Re: RCU vs data_race()

From: Paul E. McKenney
Date: Fri Jun 18 2021 - 16:48:02 EST


On Fri, Jun 18, 2021 at 01:26:10PM +0200, Peter Zijlstra wrote:
> On Fri, Jun 18, 2021 at 10:59:26AM +0200, Marco Elver wrote:
> > On Fri, Jun 18, 2021 at 10:24AM +0200, Peter Zijlstra wrote:
> > > Hi Paul,
> > >
> > > Due to a merge conflict I had to look at some recent RCU code, and I saw
> > > you went a little overboard with data_race(). How's something like the
> > > below look to you?
> >
> > I commented below. The main thing is just using the __no_kcsan function
> > attribute if it's only about accesses within the function (and not
> > also about called functions elsewhere).
> >
> > Using the attribute also improves performance slightly (not that it
> > matters much in a KCSAN-enabled kernel) due to no instrumentation.
>
> Aah yes ofcourse! Much better still.
>
> > > The idea being that we fundamentally don't care about data races for
> > > debug/error condition prints, so marking every single variable access is
> > > just clutter.
> >
> > Having data_race() around the pr_* helpers seems reasonable, if you
> > worry about future unnecessary markings that might pop up due to them.
>
> Right, so I did them on WARN and higher, figuring that those really only
> happen when there's smoething wrong and we're way past caring about
> data races. Paul has a few pr_info() users that are heavy on
> data_race(), but your __no_kcsan attribute suggestion helps with that.

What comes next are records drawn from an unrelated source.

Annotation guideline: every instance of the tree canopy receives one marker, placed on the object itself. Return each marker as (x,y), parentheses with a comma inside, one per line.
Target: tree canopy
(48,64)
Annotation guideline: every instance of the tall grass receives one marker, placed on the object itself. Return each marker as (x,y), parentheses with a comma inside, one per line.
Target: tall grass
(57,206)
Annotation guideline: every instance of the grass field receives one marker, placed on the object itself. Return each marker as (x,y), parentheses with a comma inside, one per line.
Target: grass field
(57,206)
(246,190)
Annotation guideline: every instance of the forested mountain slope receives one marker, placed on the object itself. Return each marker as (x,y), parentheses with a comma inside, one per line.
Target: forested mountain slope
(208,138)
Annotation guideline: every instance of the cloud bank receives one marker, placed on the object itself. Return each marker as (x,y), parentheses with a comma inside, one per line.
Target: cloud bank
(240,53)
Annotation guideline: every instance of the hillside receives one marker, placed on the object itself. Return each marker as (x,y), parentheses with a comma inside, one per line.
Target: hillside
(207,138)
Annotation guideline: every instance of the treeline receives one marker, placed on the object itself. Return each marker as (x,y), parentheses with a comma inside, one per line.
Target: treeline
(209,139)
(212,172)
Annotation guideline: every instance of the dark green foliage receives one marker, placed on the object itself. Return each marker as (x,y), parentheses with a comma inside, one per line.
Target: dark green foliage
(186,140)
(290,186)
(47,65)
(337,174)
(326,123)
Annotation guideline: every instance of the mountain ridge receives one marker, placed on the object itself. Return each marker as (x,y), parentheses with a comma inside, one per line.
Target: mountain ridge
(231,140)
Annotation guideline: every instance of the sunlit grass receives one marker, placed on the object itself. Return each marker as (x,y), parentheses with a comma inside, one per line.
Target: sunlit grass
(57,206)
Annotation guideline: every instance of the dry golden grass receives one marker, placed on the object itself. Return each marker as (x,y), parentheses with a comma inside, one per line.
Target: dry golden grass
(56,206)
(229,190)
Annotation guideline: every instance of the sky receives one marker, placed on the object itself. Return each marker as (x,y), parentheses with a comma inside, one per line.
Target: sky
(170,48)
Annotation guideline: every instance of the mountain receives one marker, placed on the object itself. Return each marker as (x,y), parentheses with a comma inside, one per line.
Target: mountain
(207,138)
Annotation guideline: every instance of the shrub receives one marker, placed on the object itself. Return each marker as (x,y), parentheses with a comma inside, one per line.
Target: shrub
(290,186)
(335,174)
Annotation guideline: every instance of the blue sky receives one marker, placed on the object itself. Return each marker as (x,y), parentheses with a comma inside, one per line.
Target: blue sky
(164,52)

But there can be cases where some mutex is supposed to be held across
updates to one of the fields to be printed, and that mutex is held across
the pr_*(). In that case, we -want- KCSAN to yell if there is a data
race involving that field.

So I am not at all a fan of this change.

But a similar technique might help elsewhere. RCU uses strict
KCSAN settings (something about me not wanting minor code-generation
performance issues turnign into full-fledged RCU concurrency bugs),
but invokes code that uses looser settings. This means that RCU gets
"false-positive" KCSAN complaints on racing calls to (for example)
schedule_timeout_interruptible().

My thought is to create a rcu_schedule_timeout_interruptible(), for one
example, that suppresses KCSAN warnings under the assumption that they
will be caught by KCSAN runs on other parts of the kernel. Among other
things, this would also allow them to be easily adjusted as appropriate.

Thoughts?

Thanx, Paul